Education & Family

UK students excluded from UK medicine degree

Medical student Image copyright Thinkstock
Image caption The five-year course for student doctors will cost £36,500 in tuition fees per year

A medicine degree course at a UK university is not open to students from the UK - only overseas students are allowed to apply.

The medicine course at the University of Central Lancashire, launching this autumn, costs £36,500 per year.

The university says it is unable to admit UK students due to government limits on places to study medicine.

Careers charity MyBigCareer says this does "absolutely nothing" for young people wanting a career in medicine.

Ucas, the universities admissions service, and Universities UK say they do not know of any other UK undergraduate courses not admitting UK students.

The five-year course at the Preston-based university, training students to be doctors, is only available to overseas students, who will pay total tuition fees of £182,500.

There are 38 overseas students in this initial intake, who will have to pay the fees without any of the financial support or loans available to UK students.

Disadvantaged applicants

The training will work in partnership with local NHS hospitals, but students from the UK, or elsewhere in the European Union, are not allowed to apply.

A spokesman for the university said it would like to be able to admit UK students but was prevented from doing so by a limit on the number of places for UK students to study medicine.

Student number controls were lifted from most university courses, but have been kept for medicine. This restriction reflects that places for medicine, part-funded by the NHS, cost much more than the £9,000 upper limit for fees in England.

Deborah Streatfield, founder of careers and social mobility charity MyBigCareer, warned that a course which did not admit UK students closed the door to youngsters wanting to get into a medical career.

"This course is linked to NHS providers and yet attracts students who can self-fund £182,500 in tuition fees over five years," she said.

"This does absolutely nothing to help young students from disadvantaged backgrounds who struggle to access medical courses and then face five years of fees and tuition loans. These students would love to work and give back to the NHS if given a chance."

Cathy Jackson, head of the university medical school, said: "We are very much not an elitist organisation and we are working with our partner trusts to improve the health economy in many ways in all the regions in which we are working.

"These international students self-fund their course in the same way as international students do at every other medical school in the UK. Unlike the other schools however, we don't yet have any home students," said Prof Jackson.

She said that if there was an increase in the number of UK students for medicine degrees, "we will certainly be making a bid for those increased numbers".

"We would like to take home students and are actively looking at ways to make this possible, even without such an increase."

A Department of Health spokesman said: "We fund student places for doctors based on the numbers the NHS tells us it will need in the future to ensure we get value for money for the taxpayer and we are committed to deliver an estimated 5,000 more doctors in general practice by 2020."
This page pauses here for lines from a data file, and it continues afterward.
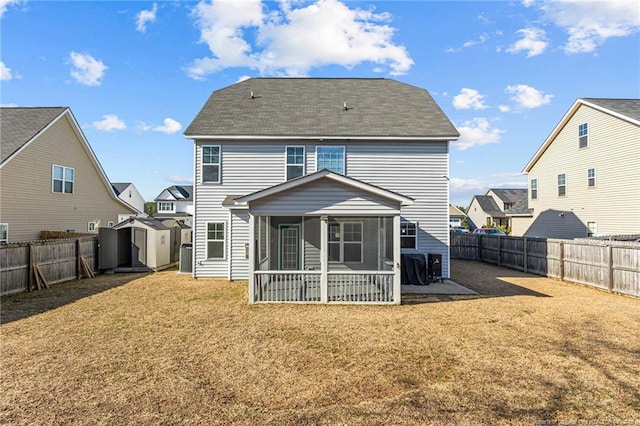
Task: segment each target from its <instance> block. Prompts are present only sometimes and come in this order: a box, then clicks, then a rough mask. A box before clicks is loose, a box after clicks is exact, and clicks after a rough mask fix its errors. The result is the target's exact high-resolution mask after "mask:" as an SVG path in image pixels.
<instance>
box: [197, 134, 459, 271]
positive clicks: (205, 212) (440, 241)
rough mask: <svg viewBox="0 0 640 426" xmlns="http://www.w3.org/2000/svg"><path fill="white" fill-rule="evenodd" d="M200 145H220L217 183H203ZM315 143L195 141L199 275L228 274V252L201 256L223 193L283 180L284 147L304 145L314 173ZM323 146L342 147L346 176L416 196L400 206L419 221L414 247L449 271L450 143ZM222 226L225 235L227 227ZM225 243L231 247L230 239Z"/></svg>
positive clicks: (310, 163)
Earlier this month, there was criticism of work experience placements in a private hospital being sold for £500 per week, which would help students to improve their applications to study medicine at university.

There have been particular concerns about the lack of fair access to medicine courses, with warnings that medical schools are failing to recruit students from a wide enough range of backgrounds.

Research from the Medical Schools Council in December showed that half of UK secondary schools and colleges had not provided a single applicant to medicine in recent years.